Jodi Magness (JodiMagness.org) holds a senior endowed chair in the Department of Religious Studies at the University of North Carolina at Chapel Hill: the Kenan Distinguished Professor for Teaching Excellence in Early Judaism (since 2002).   She is an archaeologist and President of the Archaeological Institute of America. She has published 11 books, including Masada: From Jewish Revolt to Modern Myth (Princeton University Press, 2019), and dozens of articles. From 1992-2002, Professor Magness was Associate/Assistant Professor of Classical and Near Eastern Archaeology in the Departments of Classics and Art History at Tufts University, Medford, MA. Professor Magness received her B.A. in Archaeology and History from the Hebrew University of Jerusalem (1977), and her Ph.D. in Classical Archaeology from the University of Pennsylvania (1989). Professor Magness specializes in the archaeology of ancient Palestine (modern Israel, Jordan, and the Palestinian territories) in the Roman, Byzantine, and early Islamic periods.
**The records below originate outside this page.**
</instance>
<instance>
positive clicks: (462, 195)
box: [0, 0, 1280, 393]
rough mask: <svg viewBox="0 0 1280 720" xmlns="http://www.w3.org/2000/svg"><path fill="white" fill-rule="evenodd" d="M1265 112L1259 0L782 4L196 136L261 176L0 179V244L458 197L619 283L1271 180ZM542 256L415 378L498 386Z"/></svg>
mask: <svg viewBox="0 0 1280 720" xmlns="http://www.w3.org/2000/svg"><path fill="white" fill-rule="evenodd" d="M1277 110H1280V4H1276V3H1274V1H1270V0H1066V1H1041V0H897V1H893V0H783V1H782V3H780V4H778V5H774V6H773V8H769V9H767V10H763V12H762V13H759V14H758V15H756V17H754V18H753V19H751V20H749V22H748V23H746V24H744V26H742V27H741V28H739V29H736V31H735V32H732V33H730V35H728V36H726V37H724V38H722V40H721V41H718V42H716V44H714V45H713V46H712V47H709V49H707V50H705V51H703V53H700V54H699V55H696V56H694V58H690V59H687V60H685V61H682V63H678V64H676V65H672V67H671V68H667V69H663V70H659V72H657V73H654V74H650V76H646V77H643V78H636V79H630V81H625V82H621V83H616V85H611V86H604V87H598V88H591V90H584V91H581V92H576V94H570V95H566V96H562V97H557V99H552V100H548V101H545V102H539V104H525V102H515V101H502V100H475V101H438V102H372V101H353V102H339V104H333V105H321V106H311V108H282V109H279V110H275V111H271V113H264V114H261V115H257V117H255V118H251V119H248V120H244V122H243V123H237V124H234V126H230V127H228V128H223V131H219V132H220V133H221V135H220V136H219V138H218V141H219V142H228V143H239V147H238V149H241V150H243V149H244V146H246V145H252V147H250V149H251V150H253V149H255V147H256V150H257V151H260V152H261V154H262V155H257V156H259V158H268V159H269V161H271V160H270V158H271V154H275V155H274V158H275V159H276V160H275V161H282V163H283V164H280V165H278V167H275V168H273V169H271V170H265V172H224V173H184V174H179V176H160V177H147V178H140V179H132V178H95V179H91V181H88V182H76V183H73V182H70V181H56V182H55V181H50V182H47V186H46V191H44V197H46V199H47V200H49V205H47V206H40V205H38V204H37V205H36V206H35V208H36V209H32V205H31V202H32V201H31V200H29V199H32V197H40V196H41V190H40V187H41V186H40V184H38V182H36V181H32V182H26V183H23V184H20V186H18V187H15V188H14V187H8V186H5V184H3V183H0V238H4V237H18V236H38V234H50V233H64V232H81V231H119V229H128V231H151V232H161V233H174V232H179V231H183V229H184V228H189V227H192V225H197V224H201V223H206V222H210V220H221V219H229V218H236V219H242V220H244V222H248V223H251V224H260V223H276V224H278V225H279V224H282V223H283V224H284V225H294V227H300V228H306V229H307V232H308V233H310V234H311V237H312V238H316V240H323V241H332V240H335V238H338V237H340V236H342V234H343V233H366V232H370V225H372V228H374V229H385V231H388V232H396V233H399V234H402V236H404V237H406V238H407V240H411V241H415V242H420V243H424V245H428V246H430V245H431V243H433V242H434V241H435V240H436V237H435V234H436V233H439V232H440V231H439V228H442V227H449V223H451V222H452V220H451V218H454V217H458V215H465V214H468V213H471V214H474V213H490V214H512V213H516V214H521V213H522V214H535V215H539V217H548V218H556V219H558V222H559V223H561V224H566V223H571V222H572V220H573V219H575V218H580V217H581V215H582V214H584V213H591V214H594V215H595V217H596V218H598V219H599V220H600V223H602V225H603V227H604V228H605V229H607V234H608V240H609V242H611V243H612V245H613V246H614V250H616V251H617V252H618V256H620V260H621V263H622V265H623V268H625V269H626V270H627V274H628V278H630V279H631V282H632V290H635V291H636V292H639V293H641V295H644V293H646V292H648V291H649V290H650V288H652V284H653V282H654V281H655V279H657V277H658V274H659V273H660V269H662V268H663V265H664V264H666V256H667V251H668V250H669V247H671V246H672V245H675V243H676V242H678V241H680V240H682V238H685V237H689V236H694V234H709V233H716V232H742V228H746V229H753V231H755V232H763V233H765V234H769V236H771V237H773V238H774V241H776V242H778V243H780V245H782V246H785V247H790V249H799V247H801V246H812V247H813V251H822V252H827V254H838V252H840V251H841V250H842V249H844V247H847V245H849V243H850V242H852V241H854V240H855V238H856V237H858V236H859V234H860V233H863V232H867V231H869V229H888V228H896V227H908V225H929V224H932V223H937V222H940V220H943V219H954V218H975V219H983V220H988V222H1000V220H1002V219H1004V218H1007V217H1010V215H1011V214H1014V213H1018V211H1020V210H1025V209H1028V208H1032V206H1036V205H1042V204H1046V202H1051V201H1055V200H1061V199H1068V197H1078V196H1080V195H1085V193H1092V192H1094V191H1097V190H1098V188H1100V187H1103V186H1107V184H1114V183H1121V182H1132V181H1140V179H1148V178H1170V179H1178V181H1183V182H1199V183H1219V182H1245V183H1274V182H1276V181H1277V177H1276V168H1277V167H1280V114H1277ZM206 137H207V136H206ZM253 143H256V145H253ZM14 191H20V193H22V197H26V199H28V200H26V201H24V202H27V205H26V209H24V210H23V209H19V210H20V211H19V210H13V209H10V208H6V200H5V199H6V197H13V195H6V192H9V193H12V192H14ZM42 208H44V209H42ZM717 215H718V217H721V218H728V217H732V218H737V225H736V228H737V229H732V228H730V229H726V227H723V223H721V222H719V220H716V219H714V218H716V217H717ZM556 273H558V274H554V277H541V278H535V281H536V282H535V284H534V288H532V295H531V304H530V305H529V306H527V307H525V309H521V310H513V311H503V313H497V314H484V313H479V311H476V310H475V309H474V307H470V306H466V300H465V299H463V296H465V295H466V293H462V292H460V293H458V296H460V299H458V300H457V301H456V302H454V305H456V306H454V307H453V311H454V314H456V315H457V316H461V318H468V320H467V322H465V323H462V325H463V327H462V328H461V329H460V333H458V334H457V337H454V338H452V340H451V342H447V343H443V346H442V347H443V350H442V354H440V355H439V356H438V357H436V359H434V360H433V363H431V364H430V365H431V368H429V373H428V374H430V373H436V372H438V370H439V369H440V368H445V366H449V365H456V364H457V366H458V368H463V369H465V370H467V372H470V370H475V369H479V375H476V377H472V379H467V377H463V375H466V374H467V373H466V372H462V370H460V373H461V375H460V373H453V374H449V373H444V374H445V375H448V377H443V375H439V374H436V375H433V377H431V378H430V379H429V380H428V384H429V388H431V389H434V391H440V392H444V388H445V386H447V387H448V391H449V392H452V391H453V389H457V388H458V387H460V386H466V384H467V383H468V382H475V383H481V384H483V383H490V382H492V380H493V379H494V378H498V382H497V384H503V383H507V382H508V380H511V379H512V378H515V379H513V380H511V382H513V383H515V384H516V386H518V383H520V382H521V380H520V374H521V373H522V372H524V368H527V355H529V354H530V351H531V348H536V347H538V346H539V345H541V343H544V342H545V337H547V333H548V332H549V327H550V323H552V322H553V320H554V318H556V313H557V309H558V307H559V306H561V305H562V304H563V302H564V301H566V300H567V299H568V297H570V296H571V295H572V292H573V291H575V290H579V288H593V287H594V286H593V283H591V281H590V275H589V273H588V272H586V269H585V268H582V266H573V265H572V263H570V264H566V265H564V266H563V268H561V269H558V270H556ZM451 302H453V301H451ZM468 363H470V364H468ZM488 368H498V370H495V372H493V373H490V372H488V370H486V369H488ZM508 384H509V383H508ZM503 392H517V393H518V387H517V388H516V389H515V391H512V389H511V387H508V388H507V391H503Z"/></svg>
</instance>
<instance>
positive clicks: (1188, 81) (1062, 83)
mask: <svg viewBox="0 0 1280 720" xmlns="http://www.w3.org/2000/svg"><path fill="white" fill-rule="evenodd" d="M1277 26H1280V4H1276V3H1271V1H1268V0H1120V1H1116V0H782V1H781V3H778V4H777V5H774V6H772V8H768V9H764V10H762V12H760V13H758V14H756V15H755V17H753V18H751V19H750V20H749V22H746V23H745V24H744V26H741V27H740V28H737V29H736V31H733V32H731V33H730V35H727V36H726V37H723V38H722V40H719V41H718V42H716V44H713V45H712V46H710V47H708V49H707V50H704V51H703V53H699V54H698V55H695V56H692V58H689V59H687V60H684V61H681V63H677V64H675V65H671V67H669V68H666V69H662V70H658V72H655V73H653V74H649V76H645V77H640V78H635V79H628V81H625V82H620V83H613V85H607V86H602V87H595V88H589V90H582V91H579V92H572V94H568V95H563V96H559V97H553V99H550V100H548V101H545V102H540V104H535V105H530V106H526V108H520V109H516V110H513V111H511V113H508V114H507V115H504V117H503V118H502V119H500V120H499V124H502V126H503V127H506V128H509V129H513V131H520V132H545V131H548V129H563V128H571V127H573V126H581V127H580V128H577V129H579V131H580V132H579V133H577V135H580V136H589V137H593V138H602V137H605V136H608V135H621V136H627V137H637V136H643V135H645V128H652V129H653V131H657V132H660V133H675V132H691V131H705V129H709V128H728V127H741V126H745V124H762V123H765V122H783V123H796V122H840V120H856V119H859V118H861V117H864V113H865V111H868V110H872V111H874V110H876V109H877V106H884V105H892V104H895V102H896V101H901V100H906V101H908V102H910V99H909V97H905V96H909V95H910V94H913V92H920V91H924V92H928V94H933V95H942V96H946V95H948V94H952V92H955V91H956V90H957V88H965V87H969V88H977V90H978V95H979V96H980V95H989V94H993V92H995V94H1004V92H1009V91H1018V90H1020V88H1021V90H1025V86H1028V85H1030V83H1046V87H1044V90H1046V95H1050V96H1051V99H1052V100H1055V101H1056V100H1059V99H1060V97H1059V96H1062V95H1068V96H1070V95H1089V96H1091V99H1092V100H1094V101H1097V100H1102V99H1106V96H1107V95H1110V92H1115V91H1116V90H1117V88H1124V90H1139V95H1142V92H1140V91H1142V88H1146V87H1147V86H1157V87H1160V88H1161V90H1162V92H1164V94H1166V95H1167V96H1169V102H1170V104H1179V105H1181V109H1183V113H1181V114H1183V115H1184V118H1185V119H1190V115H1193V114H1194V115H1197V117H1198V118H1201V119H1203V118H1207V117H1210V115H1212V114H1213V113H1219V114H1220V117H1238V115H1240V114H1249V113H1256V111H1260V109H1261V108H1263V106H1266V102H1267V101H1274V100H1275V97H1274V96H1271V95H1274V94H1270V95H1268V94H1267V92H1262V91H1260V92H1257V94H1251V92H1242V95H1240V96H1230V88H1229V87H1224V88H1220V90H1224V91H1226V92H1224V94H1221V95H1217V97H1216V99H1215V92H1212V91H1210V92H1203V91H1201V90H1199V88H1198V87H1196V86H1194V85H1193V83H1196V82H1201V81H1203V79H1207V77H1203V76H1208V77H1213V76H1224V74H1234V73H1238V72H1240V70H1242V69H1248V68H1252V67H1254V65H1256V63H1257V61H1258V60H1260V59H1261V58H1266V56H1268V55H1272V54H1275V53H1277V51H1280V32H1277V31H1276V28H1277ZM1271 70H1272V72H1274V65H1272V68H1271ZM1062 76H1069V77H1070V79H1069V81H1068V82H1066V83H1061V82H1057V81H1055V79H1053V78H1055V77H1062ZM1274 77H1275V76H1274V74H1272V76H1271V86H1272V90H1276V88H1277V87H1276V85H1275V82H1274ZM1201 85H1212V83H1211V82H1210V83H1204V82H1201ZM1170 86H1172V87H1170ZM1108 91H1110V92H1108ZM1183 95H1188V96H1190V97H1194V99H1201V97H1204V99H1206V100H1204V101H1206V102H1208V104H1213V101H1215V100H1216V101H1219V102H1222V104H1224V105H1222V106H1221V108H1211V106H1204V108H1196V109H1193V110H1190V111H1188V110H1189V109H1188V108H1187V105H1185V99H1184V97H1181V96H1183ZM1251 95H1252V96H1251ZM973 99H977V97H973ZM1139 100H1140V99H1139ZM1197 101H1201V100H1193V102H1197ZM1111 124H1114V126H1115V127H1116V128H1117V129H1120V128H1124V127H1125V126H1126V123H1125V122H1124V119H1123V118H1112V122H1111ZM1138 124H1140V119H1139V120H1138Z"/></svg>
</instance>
Her research interests include Jerusalem, Qumran and the Dead Sea Scrolls, ancient synagogues, Masada, the Roman army in the East, ancient pottery, and ancient Diaspora Judaism. Since 2011, Professor Magness’ excavations at Huqoq in Israel’s Galilee have been bringing to light the remains of a Late Roman synagogue decorated with stunning mosaic floors (http://huqoq.web.unc.edu/).

Sep 17 - 30, 2020 Departure
Bob Stieglitz

Bob Stieglitz

Robert R. Stieglitz, professor emeritus at Rutgers University, is an archaeologist of Biblical and Mediterranean Studies, with a research focus on cultural diffusion via Greek and Phoenician seafaring. He received his B.A. in Classics/Linguistics from the City College of New York, and his M.A. and Ph.D. in Mediterranean Studies from Brandeis University. Professor Stieglitz has taught at universities in Greece and Israel, has excavated for many years at several harbor sites therein. He was formerly curator of the National Maritime Museum, Haifa, and the author of over 125 articles on assorted Mediterranean Studies, and the recipient of numerous awards. His book Tel Tanninim: Excavations at Krokodeilon Polis 1996-1999 was published in 2006.

Professor Stieglitz has taught undergraduate courses on Greek and Roman history, biblical archaeology, the Bible as literature, law in the Ancient Near East, Jewish civilization, and graduate seminars on Bronze Age seafaring. He has presented papers in numerous international meetings, and lectured on numerous expeditions for Archeological Tours (1990-2016) of mainland Greece, Crete and Thera, Cyprus, Malta, Sardinia, Corsica, and western Turkey. Beginning in 2012, Stieglitz has lectured on Smithsonian Journeys in western and eastern Turkey and on cruises in the Mediterranean.